Le post, intitulé "Il fait froid sans toi, Trump" ironise sur les commentaires du président américain, mais les réactions des supporters ont pris une direction complètement différente.
Tamara González Serrano était l'une des premières à signaler l'omission : "Et que me dis-tu de l'interview de Sandro ?"
Yoel Lopez a répondu immédiatement par une phrase qui résumait le sentiment de beaucoup : "Ils n'en parlent pas, ils savent où il est écrit DANGER".
Raisa Barrera a soutenu le commentaire par un geste d'approbation, tandis que Daniel Martines a été plus direct : "Pourquoi ne consacrez-vous pas un de vos programmes à parler de l'interview de Sandro Castro ? Nous devons tout critiquer, n'est-ce pas ?"
Yoel Lopez est de retour avec un autre commentaire : "Je veux vous entendre critiquer Sandro Castro, nous l'attendons, parce que Sandrito a dit des choses pires qu'Anna Sofía Benítez Silvente et les gars de El4tico et je le vois libre... donc allez-y, nous attendons un bon reportage."
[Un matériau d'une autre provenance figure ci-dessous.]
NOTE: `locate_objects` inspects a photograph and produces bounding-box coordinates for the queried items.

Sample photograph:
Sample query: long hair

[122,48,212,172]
Claudia Montenegro Zamora a fait une demande directe : "Le prochain Confilo devrait être dédié à Sandro, puisqu'ils aiment tant se moquer, je veux qu'ils se moquent de lui."
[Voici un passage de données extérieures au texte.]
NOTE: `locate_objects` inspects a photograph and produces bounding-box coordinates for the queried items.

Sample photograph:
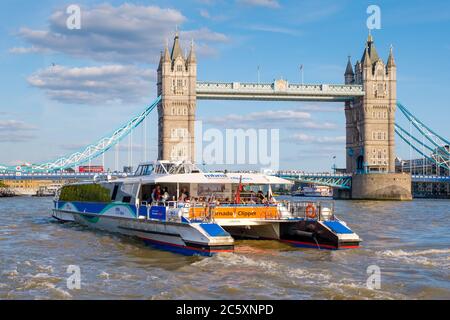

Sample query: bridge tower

[344,34,411,200]
[157,32,197,162]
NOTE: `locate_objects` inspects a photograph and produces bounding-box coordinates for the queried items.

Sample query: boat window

[59,183,111,202]
[135,164,154,176]
[111,184,119,201]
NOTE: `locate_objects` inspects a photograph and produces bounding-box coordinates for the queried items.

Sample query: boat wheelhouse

[54,161,361,254]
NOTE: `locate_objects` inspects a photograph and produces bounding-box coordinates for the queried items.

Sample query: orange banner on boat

[189,206,278,219]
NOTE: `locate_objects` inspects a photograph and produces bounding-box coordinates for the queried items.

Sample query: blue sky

[0,0,450,171]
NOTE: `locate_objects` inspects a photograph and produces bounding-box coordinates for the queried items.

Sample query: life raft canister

[305,203,317,219]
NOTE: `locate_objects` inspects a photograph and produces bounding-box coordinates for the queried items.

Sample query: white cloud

[203,109,337,130]
[248,25,301,36]
[27,65,156,105]
[238,0,280,8]
[0,120,36,132]
[286,133,345,144]
[0,120,36,143]
[14,4,228,64]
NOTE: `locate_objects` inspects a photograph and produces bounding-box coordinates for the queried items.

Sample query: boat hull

[53,204,234,256]
[218,219,361,250]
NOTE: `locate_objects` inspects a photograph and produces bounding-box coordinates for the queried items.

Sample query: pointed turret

[361,43,372,67]
[344,56,355,84]
[162,41,170,62]
[345,56,354,76]
[387,45,396,68]
[170,31,184,61]
[188,39,197,63]
[361,32,380,64]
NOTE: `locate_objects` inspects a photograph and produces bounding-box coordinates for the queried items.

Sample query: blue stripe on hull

[142,239,214,257]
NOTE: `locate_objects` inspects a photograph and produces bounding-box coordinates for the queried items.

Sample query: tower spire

[162,39,170,62]
[188,39,197,63]
[361,43,372,67]
[170,27,184,61]
[345,56,354,76]
[387,44,395,68]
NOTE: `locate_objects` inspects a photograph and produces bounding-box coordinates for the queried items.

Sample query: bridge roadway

[274,171,450,189]
[0,170,450,189]
[196,79,365,101]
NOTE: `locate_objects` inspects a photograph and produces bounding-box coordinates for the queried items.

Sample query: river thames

[0,197,450,299]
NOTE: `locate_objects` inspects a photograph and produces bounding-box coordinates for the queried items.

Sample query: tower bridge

[157,33,411,199]
[0,33,450,200]
[196,79,365,102]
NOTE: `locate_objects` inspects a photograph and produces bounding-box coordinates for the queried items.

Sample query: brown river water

[0,197,450,299]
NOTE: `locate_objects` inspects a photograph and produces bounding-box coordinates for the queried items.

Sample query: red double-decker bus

[78,166,105,173]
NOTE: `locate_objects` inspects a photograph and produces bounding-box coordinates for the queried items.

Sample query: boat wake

[377,248,450,268]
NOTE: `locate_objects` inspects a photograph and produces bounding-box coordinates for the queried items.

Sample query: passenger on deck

[152,185,161,202]
[256,190,267,203]
[178,188,189,202]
Le contexte de la réclamation est très clair. Ce lundi, Sandro Castro —petit-fils de Fidel Castro, "influenceur" habanero de 33 ans et propriétaire du Bar EFE dans le Vedado— a donné une interview exclusive à CNN avec le journaliste Patrick Oppmann, enregistrée dans son appartement à La Havane.
Dans cette interview, Sandro a ouvertement critiqué le président Miguel Díaz-Canel : "Pour moi, il ne fait pas du bon travail, car cela fait longtemps qu'il aurait dû faire de nombreuses choses qui n'ont pas été bien faites et qui, aujourd'hui, nous nuisent."
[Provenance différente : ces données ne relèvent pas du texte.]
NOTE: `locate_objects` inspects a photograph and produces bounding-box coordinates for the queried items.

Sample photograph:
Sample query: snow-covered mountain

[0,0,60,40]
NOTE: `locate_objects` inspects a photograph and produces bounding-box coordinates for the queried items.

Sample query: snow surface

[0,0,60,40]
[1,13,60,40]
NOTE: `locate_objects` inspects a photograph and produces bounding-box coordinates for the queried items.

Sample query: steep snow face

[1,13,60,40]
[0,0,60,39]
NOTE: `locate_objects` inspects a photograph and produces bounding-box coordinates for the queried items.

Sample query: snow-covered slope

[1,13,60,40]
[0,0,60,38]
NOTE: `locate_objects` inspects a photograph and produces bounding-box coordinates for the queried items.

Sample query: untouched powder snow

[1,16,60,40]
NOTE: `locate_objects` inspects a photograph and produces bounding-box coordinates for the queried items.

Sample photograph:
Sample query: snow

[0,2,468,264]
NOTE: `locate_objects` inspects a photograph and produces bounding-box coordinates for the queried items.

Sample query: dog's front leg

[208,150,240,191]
Il s'est également déclaré ouvertement pro-capitaliste : "Il y a beaucoup de personnes à Cuba qui pensent de manière capitaliste et qui souhaitent qu'il y ait un capitalisme avec souveraineté à Cuba".
Y est allé plus loin : "La plupart des Cubains veulent le capitalisme, pas le communisme. Et cela a créé des différences et, tristement, de la haine."
Les déclarations ont secoué les réseaux sociaux cubains et sont devenues le sujet du moment, ce qui rend d'autant plus frappant le silence de Con Filo à ce sujet.
La perception généralisée parmi les internautes est que Con Filo, programme produit par Cubadebate et créé en 2021 après les manifestations du 11 juillet comme outil médiatique du régime, applique un double standard : il s'attaque avec sarcasme aux activistes, journalistes indépendants et créateurs de contenu critiques du gouvernement, mais reste silencieux face aux déclarations controversées d'un membre de l'élite révolutionnaire elle-même.
Le modèle n'est pas nouveau. Depuis mai 2025, les internautes faisaient déjà des remarques ironiques que le programme n'aborderait jamais Sandro Castro précisément parce que "sait où se trouve DANGER", une expression qui fait référence aux limites que le régime impose à ses propres médias.